Segmentation fault if CRUN_LEN < run length

ambrogiovolonte · 13 February 2022 15:49

Dear CMS helpdesk,

I’m running a UM vn12.0 nesting suite on Monsoon (u-cl358), although at the moment I’m just running the global model, without any nested regions. My starting point was suite u-by395, as recommended in the Nesting Suites guide.

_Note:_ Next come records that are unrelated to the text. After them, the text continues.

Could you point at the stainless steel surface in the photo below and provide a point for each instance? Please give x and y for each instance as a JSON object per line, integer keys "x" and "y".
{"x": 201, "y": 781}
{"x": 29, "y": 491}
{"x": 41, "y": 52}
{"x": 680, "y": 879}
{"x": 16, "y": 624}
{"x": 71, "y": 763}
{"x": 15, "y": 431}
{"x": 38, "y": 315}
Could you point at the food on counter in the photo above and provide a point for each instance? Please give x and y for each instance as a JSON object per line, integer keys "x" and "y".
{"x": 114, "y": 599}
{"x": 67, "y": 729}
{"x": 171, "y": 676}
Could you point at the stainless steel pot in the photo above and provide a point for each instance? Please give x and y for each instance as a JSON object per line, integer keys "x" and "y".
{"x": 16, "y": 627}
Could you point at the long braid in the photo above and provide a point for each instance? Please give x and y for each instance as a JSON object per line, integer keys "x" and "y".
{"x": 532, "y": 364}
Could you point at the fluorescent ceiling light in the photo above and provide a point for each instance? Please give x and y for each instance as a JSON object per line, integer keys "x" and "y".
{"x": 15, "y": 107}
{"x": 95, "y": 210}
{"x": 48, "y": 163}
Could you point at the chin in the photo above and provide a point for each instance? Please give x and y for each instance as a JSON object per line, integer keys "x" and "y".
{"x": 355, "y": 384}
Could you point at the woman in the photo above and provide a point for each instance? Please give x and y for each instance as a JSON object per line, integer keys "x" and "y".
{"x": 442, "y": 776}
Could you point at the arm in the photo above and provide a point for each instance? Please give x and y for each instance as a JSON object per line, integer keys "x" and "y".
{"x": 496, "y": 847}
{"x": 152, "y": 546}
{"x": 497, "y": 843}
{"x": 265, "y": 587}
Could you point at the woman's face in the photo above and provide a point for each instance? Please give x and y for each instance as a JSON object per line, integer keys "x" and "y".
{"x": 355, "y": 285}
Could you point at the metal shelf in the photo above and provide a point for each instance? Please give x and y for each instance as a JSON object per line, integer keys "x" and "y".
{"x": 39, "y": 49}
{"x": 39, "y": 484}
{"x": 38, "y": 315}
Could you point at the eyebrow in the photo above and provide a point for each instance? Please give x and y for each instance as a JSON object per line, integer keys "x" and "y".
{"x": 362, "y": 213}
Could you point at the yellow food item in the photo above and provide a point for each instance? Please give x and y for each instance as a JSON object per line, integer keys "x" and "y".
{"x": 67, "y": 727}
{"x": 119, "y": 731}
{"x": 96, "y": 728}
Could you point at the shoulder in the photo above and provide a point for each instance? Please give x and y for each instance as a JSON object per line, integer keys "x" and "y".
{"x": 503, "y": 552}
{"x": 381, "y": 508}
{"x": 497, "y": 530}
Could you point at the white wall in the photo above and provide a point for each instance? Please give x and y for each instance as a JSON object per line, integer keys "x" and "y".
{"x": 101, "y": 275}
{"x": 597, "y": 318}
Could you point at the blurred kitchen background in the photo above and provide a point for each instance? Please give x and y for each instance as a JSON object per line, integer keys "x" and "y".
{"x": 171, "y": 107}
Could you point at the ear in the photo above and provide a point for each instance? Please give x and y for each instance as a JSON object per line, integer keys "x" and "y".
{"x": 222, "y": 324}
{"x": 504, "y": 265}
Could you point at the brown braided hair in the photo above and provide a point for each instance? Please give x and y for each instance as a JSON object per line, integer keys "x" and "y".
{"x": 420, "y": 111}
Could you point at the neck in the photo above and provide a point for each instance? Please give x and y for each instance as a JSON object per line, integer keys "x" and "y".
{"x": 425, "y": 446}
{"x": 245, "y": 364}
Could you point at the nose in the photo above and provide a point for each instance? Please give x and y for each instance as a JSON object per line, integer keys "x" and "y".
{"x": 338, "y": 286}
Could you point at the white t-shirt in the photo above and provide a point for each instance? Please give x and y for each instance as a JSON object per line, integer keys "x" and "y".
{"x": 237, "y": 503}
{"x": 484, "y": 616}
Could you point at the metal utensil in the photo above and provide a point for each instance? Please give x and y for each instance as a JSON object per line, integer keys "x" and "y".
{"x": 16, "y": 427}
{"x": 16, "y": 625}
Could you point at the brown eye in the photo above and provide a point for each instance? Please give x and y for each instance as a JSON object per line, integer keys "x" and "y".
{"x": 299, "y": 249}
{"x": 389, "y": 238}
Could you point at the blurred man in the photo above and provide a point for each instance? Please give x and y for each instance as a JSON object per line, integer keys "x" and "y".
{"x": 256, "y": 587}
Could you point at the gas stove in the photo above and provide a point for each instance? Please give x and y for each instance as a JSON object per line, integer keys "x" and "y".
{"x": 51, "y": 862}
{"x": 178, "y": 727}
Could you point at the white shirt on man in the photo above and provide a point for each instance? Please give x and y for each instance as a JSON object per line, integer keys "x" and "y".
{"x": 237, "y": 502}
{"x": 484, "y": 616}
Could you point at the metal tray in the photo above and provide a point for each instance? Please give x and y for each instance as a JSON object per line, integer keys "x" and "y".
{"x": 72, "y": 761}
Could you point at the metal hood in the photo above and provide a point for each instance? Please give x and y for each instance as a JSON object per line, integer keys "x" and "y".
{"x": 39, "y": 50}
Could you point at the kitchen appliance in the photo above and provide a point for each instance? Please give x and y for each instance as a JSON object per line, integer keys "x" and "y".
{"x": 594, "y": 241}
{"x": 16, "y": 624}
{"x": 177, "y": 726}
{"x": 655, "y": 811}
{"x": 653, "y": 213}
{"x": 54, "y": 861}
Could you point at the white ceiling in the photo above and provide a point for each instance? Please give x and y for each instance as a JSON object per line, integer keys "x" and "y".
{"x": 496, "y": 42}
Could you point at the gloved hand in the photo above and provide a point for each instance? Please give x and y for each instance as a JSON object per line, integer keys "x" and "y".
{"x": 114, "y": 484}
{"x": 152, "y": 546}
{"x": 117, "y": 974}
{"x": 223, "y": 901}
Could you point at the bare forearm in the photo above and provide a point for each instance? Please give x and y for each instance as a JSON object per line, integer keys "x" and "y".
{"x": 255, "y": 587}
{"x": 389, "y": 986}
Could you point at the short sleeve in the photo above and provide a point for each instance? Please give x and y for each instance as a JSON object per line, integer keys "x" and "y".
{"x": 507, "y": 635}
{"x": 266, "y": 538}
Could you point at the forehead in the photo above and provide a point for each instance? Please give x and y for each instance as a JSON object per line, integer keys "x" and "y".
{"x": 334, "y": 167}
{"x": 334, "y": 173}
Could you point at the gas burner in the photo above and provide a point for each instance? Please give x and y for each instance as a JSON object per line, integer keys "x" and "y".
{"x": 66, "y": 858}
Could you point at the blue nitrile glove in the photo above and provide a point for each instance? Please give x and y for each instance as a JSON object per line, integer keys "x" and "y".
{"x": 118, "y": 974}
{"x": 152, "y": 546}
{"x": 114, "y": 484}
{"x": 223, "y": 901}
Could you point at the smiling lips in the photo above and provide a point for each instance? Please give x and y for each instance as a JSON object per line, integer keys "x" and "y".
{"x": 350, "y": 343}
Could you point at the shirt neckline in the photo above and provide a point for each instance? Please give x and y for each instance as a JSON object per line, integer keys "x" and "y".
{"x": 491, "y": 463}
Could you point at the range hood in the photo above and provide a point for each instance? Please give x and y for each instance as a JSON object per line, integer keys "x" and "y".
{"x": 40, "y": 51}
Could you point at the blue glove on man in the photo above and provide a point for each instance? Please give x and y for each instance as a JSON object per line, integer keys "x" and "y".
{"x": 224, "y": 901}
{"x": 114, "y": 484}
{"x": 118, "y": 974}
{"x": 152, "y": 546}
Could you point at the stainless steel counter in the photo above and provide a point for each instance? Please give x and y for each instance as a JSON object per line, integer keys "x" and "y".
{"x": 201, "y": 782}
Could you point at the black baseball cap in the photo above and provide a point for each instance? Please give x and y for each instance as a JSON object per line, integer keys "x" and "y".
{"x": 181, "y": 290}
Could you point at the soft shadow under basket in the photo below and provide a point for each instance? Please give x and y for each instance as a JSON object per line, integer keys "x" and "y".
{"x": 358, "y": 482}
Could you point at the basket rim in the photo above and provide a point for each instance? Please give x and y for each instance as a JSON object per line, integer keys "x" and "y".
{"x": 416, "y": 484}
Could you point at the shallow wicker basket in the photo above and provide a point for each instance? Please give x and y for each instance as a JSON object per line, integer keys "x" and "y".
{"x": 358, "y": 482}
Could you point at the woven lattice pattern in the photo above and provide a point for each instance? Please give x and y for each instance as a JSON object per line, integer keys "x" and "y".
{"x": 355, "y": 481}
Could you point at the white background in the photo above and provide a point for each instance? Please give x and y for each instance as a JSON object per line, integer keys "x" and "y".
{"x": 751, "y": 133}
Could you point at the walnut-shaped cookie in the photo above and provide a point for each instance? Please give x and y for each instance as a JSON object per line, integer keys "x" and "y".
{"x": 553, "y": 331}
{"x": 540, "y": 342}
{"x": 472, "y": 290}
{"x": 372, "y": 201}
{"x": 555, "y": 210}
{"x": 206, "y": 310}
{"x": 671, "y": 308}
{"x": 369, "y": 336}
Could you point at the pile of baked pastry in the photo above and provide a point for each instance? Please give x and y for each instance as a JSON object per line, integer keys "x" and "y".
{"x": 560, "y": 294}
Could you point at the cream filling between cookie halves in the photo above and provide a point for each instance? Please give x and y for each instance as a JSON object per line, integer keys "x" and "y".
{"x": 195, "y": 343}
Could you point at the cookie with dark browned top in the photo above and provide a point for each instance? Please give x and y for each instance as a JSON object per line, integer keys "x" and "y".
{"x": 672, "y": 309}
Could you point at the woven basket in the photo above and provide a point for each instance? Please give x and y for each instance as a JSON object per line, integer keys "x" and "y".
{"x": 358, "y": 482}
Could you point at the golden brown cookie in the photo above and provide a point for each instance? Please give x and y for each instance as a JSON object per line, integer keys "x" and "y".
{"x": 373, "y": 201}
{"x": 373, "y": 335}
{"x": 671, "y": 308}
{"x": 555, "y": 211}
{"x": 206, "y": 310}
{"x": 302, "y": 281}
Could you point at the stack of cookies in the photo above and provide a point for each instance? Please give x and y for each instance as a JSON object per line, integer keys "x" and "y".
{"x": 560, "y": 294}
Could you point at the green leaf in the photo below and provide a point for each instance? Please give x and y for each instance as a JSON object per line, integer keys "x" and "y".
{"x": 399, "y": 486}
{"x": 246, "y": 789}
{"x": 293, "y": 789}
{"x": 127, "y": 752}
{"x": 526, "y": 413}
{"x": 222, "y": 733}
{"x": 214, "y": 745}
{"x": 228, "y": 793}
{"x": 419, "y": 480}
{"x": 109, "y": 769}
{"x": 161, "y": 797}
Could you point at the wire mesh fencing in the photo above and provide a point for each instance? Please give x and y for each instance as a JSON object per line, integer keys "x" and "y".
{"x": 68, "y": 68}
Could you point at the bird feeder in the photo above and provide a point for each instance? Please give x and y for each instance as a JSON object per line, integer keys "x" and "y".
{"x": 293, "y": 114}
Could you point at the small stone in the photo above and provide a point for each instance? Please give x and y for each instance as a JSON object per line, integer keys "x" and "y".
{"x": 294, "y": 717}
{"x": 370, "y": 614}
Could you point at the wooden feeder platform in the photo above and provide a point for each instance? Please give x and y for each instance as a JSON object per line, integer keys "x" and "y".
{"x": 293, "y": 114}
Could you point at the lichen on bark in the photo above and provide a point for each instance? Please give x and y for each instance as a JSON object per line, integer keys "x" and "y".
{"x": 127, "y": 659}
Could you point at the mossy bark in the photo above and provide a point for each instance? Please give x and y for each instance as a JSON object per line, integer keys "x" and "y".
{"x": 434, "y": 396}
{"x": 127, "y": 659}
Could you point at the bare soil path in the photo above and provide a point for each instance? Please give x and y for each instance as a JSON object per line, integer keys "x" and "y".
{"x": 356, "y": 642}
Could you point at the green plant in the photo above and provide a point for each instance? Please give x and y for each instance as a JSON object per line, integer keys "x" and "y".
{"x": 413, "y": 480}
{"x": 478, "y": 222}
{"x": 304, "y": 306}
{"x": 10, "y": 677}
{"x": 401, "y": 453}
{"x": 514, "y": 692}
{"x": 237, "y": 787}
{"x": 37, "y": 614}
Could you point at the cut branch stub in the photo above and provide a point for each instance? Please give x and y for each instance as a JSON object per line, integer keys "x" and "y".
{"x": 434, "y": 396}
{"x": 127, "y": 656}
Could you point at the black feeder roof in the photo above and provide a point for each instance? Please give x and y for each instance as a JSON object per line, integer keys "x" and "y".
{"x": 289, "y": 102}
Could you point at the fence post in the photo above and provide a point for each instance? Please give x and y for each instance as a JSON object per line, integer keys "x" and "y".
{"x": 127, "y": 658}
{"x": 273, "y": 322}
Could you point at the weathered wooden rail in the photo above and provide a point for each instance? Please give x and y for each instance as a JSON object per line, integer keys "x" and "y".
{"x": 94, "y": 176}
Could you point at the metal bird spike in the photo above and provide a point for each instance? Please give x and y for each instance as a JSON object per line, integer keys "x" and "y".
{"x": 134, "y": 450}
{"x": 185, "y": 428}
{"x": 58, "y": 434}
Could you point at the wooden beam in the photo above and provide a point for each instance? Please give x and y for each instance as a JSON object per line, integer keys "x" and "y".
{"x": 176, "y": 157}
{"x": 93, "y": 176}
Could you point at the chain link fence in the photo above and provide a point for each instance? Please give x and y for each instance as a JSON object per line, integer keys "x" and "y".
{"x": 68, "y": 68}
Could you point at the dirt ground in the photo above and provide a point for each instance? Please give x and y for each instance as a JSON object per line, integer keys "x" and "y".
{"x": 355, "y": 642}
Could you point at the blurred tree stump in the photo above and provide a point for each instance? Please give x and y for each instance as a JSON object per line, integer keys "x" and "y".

The suite currently fails if CRUN_LEN < length of the run, i.e., if the run is split into smaller jobs (24-hour long in my case). In particular, the first job succeeds and then I get a segmentation fault error at the beginning of the second job. This error occurs if the output domain area specified in the domain profiles in the STASH is a subset of the model area, while the suite runs fine if the output area specified is equal to the full model area (i.e., global). To my understanding, this would suggest that the issue might be somewhere in the STASH configuration, but I can’t really find what’s wrong with it.

For the time being I’m just setting CRUN_LEN equal to the total length of the run but this is not really ideal because the glm_fcst_um job fails during submission if the wallclock time is larger than 12 000 – 14 000 seconds (I haven’t found out where the exact threshold is). Having to keep the wallclock time below 12000 seconds means that the 3-day forecasts I’m currently running run out of time before completing (and ideally I should move soon to 5-day forecasts). Increasing the number of processors, originally set at (18, 32), does not seem to be speeding up the run very much, while substantially increasing the queuing time, so that’s also not a viable workaround.

Do you have any idea of how to solve the segmentation fault issue?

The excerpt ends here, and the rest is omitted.